The usage (not actually grammar) that annoys me is “flout”, as in “the brazen speeder flaunted the law”.

Hear, hear!

They do not mean the same thing. They mean entirely different things. They’re being used to mean the same thing, but that usage is incorrect, not because it’s being used sarcastically, but because it isn’t understood by the user.

This. A thousand times, this.

Absolute nonsense. I could care less is not an idiom in the sense that all of a sudden is an idiom. There is no grammatical reason for saying all of a sudden — it’s actually grammatically meaningless. It just happens to be all of a sudden because that’s the idiom.

I could care less is not the idiom. It is a misunderstanding of the idiom; a mistake. Just because a lot of people use it, doesn’t mean it’s correct. Google finds 72,300,000 uses of more then, which is eight times the number of uses of could care less, at only 9,130,000, and there’s no way in hell you’d say, “That’s language; when people start using more then that way, it means what people mean it to mean!” No, it doesn’t.

This, after chastising those who are dismayed over couldn’t care less being obliterated by complete nonsense.

As for my personal pet grammar peeves:

[ul]
[li]More/Bigger/Better/Etc. then[/li][li]It’s/Its[/li][li]Bonafide[/li][li]People that (it’s people who)[/li][/ul]

Speaking as someone who grew up on the Carmel ridge line, it’s Car-MELL.

Like it or not, it is now an idiom in American English. I personally prefer it to the literal “I couldn’t care less.” Nobody knows exactly why it developed that way. Some, like you, say it was mishearing or laziness. Others say it originated as deliberate irony or sarcasm. A related thought is that the form parallels certain Yiddish constructions. The reason really doesn’t matter. You can scream all you want about how much you hate it, how much it doesn’t make sense, but it is an idiom in AE and it’s not going away.

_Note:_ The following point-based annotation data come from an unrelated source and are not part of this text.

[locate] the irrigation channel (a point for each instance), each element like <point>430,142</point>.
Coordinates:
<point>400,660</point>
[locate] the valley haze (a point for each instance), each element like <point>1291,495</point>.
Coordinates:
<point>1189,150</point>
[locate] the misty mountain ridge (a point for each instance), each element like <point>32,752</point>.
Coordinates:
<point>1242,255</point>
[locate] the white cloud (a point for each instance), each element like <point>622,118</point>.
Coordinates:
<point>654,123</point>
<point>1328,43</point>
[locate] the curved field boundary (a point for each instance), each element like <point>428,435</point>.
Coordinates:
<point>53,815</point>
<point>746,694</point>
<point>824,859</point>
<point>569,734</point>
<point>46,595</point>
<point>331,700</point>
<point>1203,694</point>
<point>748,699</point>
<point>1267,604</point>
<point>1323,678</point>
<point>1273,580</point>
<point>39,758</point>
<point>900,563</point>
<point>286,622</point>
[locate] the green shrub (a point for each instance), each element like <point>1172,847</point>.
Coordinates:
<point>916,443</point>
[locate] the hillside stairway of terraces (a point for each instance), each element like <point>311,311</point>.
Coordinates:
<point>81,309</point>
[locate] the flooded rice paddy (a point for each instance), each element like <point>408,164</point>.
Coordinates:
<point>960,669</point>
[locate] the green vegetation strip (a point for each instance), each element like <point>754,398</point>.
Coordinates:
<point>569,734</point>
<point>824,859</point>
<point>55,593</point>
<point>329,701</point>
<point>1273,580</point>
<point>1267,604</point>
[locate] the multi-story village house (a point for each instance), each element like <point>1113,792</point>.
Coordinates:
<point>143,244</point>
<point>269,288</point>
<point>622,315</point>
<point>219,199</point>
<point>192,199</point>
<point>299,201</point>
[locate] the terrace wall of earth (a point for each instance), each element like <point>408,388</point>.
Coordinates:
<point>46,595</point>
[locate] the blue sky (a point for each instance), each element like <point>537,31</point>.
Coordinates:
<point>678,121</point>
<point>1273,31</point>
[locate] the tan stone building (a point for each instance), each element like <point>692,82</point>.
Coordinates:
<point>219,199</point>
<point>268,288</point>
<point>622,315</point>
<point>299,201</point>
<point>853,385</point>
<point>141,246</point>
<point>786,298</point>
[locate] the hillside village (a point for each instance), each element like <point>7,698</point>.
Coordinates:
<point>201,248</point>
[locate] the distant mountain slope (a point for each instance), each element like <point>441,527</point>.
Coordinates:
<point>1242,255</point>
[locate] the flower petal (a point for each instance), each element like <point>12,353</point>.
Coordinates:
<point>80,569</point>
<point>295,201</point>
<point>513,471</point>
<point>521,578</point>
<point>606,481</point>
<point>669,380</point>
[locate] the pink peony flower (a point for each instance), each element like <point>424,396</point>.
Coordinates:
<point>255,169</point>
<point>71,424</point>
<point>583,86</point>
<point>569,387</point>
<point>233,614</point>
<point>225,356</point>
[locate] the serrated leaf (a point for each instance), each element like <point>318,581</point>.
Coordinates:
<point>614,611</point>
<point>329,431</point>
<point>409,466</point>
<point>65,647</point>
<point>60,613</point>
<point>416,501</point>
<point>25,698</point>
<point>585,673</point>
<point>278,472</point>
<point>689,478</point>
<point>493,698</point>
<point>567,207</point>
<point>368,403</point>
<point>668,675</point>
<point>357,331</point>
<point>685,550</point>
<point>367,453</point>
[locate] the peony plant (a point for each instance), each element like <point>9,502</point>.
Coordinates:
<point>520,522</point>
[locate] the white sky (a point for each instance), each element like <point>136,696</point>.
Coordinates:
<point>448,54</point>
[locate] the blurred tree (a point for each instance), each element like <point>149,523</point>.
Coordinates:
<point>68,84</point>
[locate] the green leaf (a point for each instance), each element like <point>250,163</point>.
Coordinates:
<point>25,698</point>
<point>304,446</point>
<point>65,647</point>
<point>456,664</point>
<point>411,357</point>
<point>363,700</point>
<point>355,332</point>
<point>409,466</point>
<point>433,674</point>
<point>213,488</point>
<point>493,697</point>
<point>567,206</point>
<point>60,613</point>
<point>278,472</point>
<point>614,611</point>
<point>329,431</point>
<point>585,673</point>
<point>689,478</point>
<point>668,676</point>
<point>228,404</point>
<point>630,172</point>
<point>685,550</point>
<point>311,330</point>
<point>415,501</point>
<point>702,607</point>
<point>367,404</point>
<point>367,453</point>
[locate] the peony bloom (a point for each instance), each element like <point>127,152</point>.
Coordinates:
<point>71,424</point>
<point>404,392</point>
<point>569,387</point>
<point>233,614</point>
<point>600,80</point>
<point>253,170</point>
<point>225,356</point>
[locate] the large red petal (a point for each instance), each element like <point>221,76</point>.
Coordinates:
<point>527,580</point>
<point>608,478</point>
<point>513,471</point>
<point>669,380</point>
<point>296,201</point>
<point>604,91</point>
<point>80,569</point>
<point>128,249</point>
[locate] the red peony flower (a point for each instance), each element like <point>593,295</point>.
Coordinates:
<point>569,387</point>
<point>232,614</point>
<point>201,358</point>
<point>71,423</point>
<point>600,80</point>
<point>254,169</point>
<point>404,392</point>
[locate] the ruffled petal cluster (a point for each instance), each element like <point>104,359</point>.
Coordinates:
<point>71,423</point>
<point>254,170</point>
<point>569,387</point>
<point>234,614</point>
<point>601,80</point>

And here’s another interesting deconstruction of “could care less”, with analogies to forms like “I could give a flying fuck.”

But here’s another part that sticks out for me:

So, yeah, it’s here to stay and is a solidly entrenched American idiom.

I was referring to the pronunciation of “caramel.” The three-syllable example has the accent on the second syllable instead of the first.

I’m going to have to be less subtle in the future, I see.

It always happens when someone starts one of these “grammar pet peeve” threads that half of the stuff isn’t really about grammar anyway, but other things like spelling, punctuation, or word choice.

It also always happens that the same old list of language points gets trotted out over and over again, which usually includes this one:
[QUOTE=bigbwana]
“Bring him to the doctor”. I always thought that you brought something to yourself and took (take) some thing to another place.
[/quote]
However, deixis isn’t always used for strictly spatial reference. It also has affective uses. For example, you can be watching TV, and comment on a celebrity by choosing to say:

I hate that guy.
or
I love this guy.

and in neither case is the choice of this or that meant to reference physical distance. Instead, it indexes sentiment (negative or positive).

In the same way, we might say:

Did you know that Aunt Sophie is in the hospital? Let’s bring her some flowers to cheer her up.

We choose bring (rather than take) in order to psychologically position ourselves in Aunt Sopie’s place–it’s a way of empathizing with her. There’s nothing “wrong” with that; in fact, it reflects one of those higher-level cognitive engagements that take place with language (and demonstrate why it’s so hard to get computers to use language the way humans do).

If you really want to understand the full spectrum of what people do with language, you can’t just fall back on the old one-dimensional dictums, just because they’re simple and easy to explain. It doesn’t do justice to the complexity of language.